Before there was a set calendar for the Jewish year, the beginning of a new month would be declared by the Jewish court when the new moon emerged in the sky. To let the people know, fires would be set on hilltops.
Today, as in ancient times, the moon’s journey around the earth takes approximately 29 days. The lunar cycle, however, doesn’t start when the moon is full. The new moon that marks the beginning of the month is invisible to the human eye, filling out mid-cycle before fading away again.
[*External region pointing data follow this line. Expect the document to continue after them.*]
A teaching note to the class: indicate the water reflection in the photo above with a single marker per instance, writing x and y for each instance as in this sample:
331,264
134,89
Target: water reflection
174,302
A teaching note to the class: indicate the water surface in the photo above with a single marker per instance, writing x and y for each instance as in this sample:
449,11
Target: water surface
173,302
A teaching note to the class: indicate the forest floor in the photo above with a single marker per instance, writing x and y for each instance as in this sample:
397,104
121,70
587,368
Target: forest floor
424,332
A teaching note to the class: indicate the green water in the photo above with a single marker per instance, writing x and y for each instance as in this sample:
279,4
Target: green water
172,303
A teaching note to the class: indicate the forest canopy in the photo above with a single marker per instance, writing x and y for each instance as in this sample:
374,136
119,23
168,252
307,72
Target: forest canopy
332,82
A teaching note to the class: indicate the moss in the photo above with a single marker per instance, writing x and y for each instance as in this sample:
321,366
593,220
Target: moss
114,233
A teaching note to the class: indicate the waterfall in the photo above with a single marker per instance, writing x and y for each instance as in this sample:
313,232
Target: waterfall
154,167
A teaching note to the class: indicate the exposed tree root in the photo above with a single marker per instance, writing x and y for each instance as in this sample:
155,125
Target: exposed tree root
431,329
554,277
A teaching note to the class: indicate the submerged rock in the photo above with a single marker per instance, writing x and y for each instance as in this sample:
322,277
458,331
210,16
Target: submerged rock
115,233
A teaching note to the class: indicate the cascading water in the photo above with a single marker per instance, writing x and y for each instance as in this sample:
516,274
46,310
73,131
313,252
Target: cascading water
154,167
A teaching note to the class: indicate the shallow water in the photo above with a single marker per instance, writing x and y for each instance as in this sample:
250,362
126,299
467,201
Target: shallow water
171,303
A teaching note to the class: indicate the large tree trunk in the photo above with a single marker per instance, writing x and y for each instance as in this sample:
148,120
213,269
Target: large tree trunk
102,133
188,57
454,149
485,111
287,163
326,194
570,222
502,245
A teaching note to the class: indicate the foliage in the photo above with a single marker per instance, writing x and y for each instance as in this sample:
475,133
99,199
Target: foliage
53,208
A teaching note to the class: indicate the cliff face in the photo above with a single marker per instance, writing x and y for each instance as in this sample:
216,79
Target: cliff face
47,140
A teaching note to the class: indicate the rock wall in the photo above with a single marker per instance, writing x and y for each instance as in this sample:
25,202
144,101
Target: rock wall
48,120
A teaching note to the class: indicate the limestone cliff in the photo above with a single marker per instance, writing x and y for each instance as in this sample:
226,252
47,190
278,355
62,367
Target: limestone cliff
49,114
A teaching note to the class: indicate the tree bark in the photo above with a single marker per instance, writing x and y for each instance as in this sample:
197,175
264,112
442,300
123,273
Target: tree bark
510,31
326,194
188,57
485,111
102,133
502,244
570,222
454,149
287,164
Each new moon, or Rosh Chodesh (meaning head of the month), is a chance to press the reset button on our lives. Rosh Hashanah, the Jewish New Year, which falls on the first day of the month of Tishrei, is the most important Rosh Chodesh of the year, and is our greatest opportunity for a personal reset.
In Something New for Rosh Hashanah, Becca doesn’t like to try new foods, not even the special foods cooked for Rosh Hashanah -- until she tries one giant green bean. To everyone’s delight, she likes it! Her wish for next year is the courage to try gefilte fish.
In every life there exists a tension between the temptation to stay in one’s comfort zone and the desire to try something new. Like the moon, there are times where you may wax and wane, but you can always make yourself “new” again. You will shine bright as you grow. You always do.